鉦は、また黒板に書かれた名前にある、一番下の鈴吉という頭の弱い子が、原爆で髪の毛が抜け、部屋に籠ったきりになり、出て来なくなったという話を始めた。 


「ばってん、夏の暑か日はさすがに我慢できんとやろ。月の出たら、こっそり山奥の滝壺まで泳ぎに行きよったけど…」

 

信次郎が部屋に籠って何をしてたかを訊くと、「どういう訳か、目ばっかり…紙さえあれば、飽きもせんで、目ん玉ばっかり描きよった」と言うので、黒板に目を描いて見せた。

 

すると鉦は、「これたい!この通り…そう言えば、お前は鈴吉にそっくりたい。瓜二つじゃ」と言うと、信次郎はむっとするが、他の皆は大笑いする。 

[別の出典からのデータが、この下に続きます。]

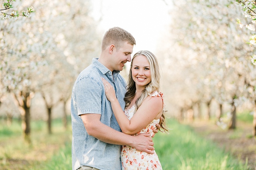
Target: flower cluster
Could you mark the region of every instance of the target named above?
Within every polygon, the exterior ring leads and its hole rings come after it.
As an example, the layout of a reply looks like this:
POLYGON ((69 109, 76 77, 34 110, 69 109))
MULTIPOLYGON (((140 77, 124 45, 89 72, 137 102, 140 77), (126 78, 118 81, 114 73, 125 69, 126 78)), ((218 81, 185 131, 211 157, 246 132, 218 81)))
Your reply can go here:
MULTIPOLYGON (((252 24, 246 24, 245 27, 249 30, 254 31, 255 30, 254 25, 256 24, 256 1, 255 0, 235 0, 237 4, 241 5, 243 7, 243 10, 244 11, 244 16, 252 19, 251 21, 252 24)), ((237 23, 240 25, 240 28, 242 27, 244 25, 241 23, 240 20, 238 19, 237 23)), ((256 36, 253 35, 249 40, 249 44, 251 46, 256 45, 256 36)), ((256 60, 255 58, 255 55, 253 55, 252 56, 251 60, 254 65, 256 65, 256 60)))
MULTIPOLYGON (((12 5, 11 4, 12 2, 15 2, 15 0, 7 0, 7 2, 4 2, 2 4, 3 6, 4 6, 4 9, 1 9, 0 11, 4 11, 8 10, 10 8, 13 8, 12 6, 12 5)), ((22 12, 22 16, 24 17, 26 17, 28 18, 30 18, 31 16, 31 14, 32 12, 33 12, 34 11, 33 11, 33 9, 31 7, 30 7, 29 8, 27 8, 27 11, 24 11, 22 12)), ((13 11, 10 14, 7 14, 6 13, 1 12, 1 13, 3 14, 1 16, 1 17, 3 20, 6 19, 7 18, 10 18, 12 19, 13 21, 16 21, 18 19, 18 17, 19 16, 19 14, 18 11, 13 11)))
POLYGON ((12 19, 13 21, 16 21, 19 17, 19 14, 17 13, 18 11, 12 11, 10 14, 7 14, 4 13, 1 15, 1 18, 3 20, 7 18, 12 19))

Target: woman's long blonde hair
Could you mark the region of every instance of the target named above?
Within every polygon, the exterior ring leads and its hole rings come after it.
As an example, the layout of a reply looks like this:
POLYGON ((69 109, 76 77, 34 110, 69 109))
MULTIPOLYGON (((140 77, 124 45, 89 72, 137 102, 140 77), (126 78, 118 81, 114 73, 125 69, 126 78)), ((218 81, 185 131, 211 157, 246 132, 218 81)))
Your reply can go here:
MULTIPOLYGON (((131 67, 128 75, 128 80, 127 85, 127 92, 125 93, 124 100, 125 101, 125 107, 127 107, 131 104, 131 101, 135 96, 136 92, 136 87, 135 82, 132 79, 132 67, 133 59, 137 56, 142 55, 146 57, 149 63, 150 67, 150 75, 151 75, 151 82, 149 83, 145 87, 145 89, 142 91, 141 96, 139 97, 135 102, 135 111, 140 106, 144 100, 148 96, 151 96, 151 94, 155 91, 159 91, 160 87, 160 72, 159 65, 156 56, 151 52, 147 50, 139 51, 135 54, 132 58, 131 63, 131 67)), ((162 113, 163 118, 163 121, 159 124, 163 130, 160 129, 161 131, 167 132, 168 131, 165 119, 164 113, 166 110, 164 108, 164 104, 162 113)))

その鈴吉が夏の暑い日に泳ぎに行ってたという滝壺へ、4人でやって来た。 


弁当を食べながら、ハワイへ行く話をしていると、滝壺を泳ぐ白蛇を見つけ凍り付いてしまうのだ。 



帰り道、小さなお堂(念仏堂)で「般若心経」(はんにゃしんぎょう/浄土真宗を除く宗派で唱えるお経)を唱える年寄りたちの中に鉦もいた。 

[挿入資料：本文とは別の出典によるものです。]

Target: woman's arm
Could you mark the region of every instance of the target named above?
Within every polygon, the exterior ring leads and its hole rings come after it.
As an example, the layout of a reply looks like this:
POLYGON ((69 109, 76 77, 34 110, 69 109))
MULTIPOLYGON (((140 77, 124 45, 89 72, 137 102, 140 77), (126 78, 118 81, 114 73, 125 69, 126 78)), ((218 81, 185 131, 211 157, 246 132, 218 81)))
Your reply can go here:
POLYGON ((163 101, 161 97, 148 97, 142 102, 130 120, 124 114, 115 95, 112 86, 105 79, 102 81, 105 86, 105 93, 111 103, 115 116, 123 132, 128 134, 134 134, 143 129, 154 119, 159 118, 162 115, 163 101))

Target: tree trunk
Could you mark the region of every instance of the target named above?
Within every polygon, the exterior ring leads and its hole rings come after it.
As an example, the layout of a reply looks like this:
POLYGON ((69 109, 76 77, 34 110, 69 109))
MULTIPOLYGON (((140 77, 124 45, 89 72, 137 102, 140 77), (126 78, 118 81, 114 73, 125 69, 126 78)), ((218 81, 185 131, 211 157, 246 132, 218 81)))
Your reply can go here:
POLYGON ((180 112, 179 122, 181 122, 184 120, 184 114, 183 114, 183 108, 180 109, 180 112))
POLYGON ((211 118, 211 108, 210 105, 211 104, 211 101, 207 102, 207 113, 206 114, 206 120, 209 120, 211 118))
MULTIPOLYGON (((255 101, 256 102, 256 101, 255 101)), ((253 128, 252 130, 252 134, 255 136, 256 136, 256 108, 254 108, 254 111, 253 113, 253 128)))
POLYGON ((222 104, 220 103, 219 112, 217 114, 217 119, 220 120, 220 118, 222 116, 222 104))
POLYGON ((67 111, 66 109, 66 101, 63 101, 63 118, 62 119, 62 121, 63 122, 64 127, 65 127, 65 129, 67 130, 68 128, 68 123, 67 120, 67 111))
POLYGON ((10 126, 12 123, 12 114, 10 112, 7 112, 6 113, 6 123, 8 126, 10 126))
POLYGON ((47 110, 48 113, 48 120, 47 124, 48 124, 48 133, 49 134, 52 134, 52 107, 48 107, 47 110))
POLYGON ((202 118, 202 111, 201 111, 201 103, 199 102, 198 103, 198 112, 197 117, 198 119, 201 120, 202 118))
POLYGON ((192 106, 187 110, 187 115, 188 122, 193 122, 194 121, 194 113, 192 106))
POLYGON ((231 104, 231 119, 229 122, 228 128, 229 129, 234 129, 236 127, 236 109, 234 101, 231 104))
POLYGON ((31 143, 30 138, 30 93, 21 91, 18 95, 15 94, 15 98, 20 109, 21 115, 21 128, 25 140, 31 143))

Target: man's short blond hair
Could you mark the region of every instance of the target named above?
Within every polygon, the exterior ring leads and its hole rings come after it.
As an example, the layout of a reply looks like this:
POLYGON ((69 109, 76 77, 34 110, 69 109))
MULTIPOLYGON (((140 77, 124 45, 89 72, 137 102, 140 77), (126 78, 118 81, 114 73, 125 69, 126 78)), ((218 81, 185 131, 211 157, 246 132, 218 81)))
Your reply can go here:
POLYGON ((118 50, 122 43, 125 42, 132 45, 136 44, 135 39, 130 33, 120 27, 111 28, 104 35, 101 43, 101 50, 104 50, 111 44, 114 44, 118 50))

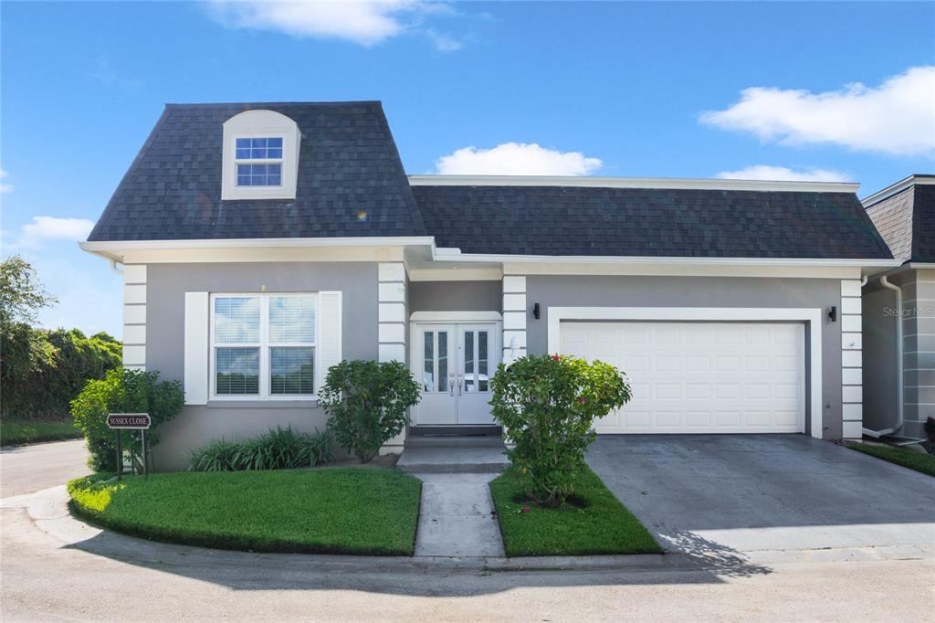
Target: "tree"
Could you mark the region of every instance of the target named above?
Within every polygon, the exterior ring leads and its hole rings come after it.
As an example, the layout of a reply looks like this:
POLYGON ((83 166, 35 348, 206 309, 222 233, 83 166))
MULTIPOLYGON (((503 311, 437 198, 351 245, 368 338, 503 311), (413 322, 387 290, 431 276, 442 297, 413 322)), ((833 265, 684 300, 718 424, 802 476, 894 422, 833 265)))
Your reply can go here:
POLYGON ((0 263, 0 326, 36 322, 36 314, 58 300, 46 292, 36 268, 20 255, 0 263))

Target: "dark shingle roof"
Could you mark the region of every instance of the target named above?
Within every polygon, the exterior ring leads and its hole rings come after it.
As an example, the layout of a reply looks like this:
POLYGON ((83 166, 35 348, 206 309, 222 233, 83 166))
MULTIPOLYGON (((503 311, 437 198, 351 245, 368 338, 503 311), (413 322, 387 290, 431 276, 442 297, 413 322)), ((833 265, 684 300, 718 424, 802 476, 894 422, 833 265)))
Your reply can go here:
POLYGON ((913 262, 935 262, 935 185, 917 184, 913 200, 913 262))
POLYGON ((412 187, 439 247, 466 254, 892 257, 850 193, 412 187))
POLYGON ((935 262, 933 181, 933 175, 911 175, 864 199, 867 213, 897 259, 935 262))
POLYGON ((205 104, 165 107, 88 239, 424 235, 380 102, 205 104), (302 132, 295 200, 221 200, 222 124, 253 109, 302 132))

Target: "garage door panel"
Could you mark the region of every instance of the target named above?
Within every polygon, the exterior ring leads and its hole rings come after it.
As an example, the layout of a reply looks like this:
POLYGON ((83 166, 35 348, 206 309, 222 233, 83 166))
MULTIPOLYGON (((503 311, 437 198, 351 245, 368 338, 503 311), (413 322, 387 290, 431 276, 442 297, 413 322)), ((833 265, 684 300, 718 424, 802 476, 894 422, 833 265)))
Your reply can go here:
POLYGON ((630 380, 632 399, 599 433, 804 431, 802 325, 563 323, 561 344, 630 380))

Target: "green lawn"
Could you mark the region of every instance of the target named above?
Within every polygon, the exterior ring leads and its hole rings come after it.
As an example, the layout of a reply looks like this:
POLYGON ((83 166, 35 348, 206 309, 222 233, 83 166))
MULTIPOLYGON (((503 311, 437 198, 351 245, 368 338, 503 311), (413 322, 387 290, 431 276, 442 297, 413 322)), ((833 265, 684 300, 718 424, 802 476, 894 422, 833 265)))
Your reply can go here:
POLYGON ((909 452, 890 445, 870 445, 869 443, 848 443, 851 450, 862 452, 890 463, 896 463, 910 470, 935 476, 935 455, 909 452))
POLYGON ((88 476, 72 510, 155 541, 257 552, 411 556, 422 483, 385 469, 88 476))
POLYGON ((575 497, 583 506, 549 509, 515 501, 524 493, 512 469, 490 484, 507 556, 660 554, 655 540, 591 470, 575 497))
POLYGON ((22 420, 4 416, 0 419, 0 445, 21 445, 39 442, 79 439, 81 432, 69 418, 65 422, 22 420))

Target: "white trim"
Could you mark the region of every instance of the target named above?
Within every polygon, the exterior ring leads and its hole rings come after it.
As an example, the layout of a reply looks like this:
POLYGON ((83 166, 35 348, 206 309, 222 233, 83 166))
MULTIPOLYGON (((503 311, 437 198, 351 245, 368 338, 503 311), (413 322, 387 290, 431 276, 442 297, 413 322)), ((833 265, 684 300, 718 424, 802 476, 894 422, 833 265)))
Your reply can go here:
POLYGON ((124 366, 146 366, 146 346, 143 344, 123 345, 124 366))
POLYGON ((221 157, 221 199, 295 199, 298 180, 299 147, 302 132, 298 124, 286 115, 256 109, 237 113, 223 123, 223 141, 221 157), (282 138, 282 156, 263 160, 237 160, 237 138, 282 138), (237 165, 280 164, 279 186, 238 186, 237 165))
MULTIPOLYGON (((550 354, 561 355, 561 323, 568 320, 644 320, 682 322, 793 321, 809 324, 809 373, 812 396, 812 436, 822 439, 822 325, 821 308, 728 307, 547 307, 550 354)), ((860 369, 851 369, 859 371, 860 369)))
POLYGON ((525 294, 525 277, 524 275, 504 275, 503 292, 525 294))
POLYGON ((406 266, 402 262, 381 262, 377 266, 377 281, 405 282, 406 266))
POLYGON ((903 178, 896 183, 892 183, 886 186, 883 190, 879 190, 872 195, 864 197, 860 200, 864 208, 870 208, 874 206, 884 199, 888 199, 894 195, 899 195, 902 191, 910 188, 911 186, 926 186, 929 184, 935 184, 935 176, 932 175, 910 175, 908 178, 903 178))
POLYGON ((599 178, 555 175, 410 175, 412 186, 565 186, 810 193, 856 193, 859 183, 690 178, 599 178))
POLYGON ((412 282, 498 282, 503 279, 502 268, 412 268, 412 282))
POLYGON ((411 322, 421 323, 489 323, 500 322, 499 312, 413 312, 411 322))
POLYGON ((185 293, 185 404, 208 404, 210 376, 210 298, 207 292, 185 293))

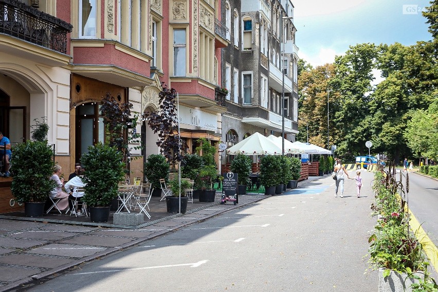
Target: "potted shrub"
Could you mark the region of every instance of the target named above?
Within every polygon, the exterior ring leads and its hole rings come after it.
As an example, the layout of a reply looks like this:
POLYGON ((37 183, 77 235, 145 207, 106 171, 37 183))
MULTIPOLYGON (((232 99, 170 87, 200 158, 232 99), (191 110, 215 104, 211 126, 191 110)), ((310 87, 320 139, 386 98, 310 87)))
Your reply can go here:
POLYGON ((144 175, 151 187, 154 188, 152 196, 160 197, 161 187, 160 179, 164 178, 166 181, 169 179, 170 165, 166 158, 161 154, 151 154, 144 163, 143 170, 144 175))
POLYGON ((202 191, 199 193, 199 202, 213 202, 216 190, 213 188, 213 179, 215 179, 217 176, 214 156, 217 150, 205 138, 198 139, 197 142, 200 145, 196 147, 196 151, 200 155, 204 162, 195 179, 196 187, 202 191))
POLYGON ((290 180, 290 160, 286 156, 280 156, 281 168, 280 169, 281 175, 281 185, 283 185, 283 191, 287 188, 287 184, 290 180))
POLYGON ((54 153, 47 144, 49 126, 33 120, 32 139, 12 147, 14 177, 11 191, 20 203, 24 203, 26 217, 41 217, 49 194, 56 186, 50 179, 53 173, 54 153))
POLYGON ((187 154, 181 161, 181 177, 193 179, 193 199, 198 199, 201 192, 200 178, 198 178, 199 170, 204 166, 204 160, 196 154, 187 154))
POLYGON ((265 187, 265 194, 275 194, 276 187, 280 183, 278 159, 267 155, 260 159, 260 183, 265 187))
POLYGON ((297 157, 290 157, 289 160, 290 161, 290 180, 288 182, 288 188, 296 189, 301 176, 301 161, 297 157))
POLYGON ((101 143, 88 150, 81 158, 85 170, 83 201, 90 209, 92 222, 106 222, 111 201, 117 196, 119 184, 124 178, 123 155, 115 147, 101 143))
POLYGON ((241 154, 235 155, 231 161, 230 169, 232 172, 238 174, 238 193, 239 195, 246 193, 246 186, 249 180, 252 165, 251 157, 241 154))
POLYGON ((169 186, 172 191, 172 195, 166 197, 166 206, 168 213, 178 213, 179 211, 179 194, 181 194, 181 213, 185 214, 187 210, 187 202, 188 198, 186 196, 186 190, 190 188, 190 183, 185 179, 179 179, 175 176, 170 181, 169 186))
POLYGON ((14 176, 11 191, 24 203, 26 217, 41 217, 44 205, 55 182, 53 174, 53 151, 47 141, 31 141, 12 147, 14 176))
POLYGON ((319 176, 322 176, 324 175, 324 173, 325 172, 325 158, 322 155, 319 156, 319 176))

「時々おばあさんたちが集まって、皆で一緒に亡くなった人たちの供養をするの」とたみ。

 

4人と一緒に帰る鉦が、立ち止まって振り返る。

 

「蛇の目?鈴吉のあの目は、蛇の目じゃなか。人の目でもなか。あいは、ピカの目じゃ」 


鉦はその日、空襲警報を聞いて、山の向こうの長崎の方向を鈴吉と見ていたと話し出す。

 

「急にそん空の裂けて光った。そん裂け目から、大きか目の覗いた。うちも鈴吉も、その大きか目に睨まれたごとあって、空ば見上げて動き切れんかった。ドーンと大きこと音がして地面の揺れた。鈴吉ば、腰ば抜かして、目剥いて、まだ空ば見上げとった。そん時から、ピカの目に取り憑かれて、そん目ばっかり見よるけん、そん絵ばっかり描きよったとじゃ。うちも、あん目ば忘れられん。あげん怖か目はなか」 

「あげん怖か目はなか」



そう話すと、鉦は踵(きびす)を返して、家に戻って行った。

 

まもなく、縦男が書いた錫二郎に兄弟の名前を問う手紙の返事が届き、確認が取れたので、鉦にハワイ行きの決断を忠雄が求めてきた。

 

鉦の「行く」という言葉を聞いて、歓喜する4人。 


但し、祖父の命日の供養を済ませてからとなり、早速、その旨を伝える電報を打った。

 

その電報と行き違いに、突然、忠男と良江の兄妹(鉦の子)がハワイから帰って来て、8月9日が祖父の命日であることに触れ、錫二郎の息子のクラークに知られるのがまずいと言い出すのだ。

 

「なんてったって、クラークさんはアメリカ人よ。お祖母ちゃんの連れ合いが原爆で死んだって分かれば、気まずいことになるわ」と良江。 

良江/縦男とみな子の母


「困ったな」と忠雄。 

忠雄/たみと信次郎の父



感性豊かなたみは、錫二郎やクラークらに祖父の話をしなかったことに呆れる始末。

 

そこに、良江の夫・登と忠雄の妻・町子が到着し、大人たちはハワイの広大なパイナップル農園や豪邸話で盛り上がるが、信次郎が「お祖母ちゃんに会いに来たのに、なんでお祖母ちゃんのこと聞かないの?」と町子に尋ね、水を差す。 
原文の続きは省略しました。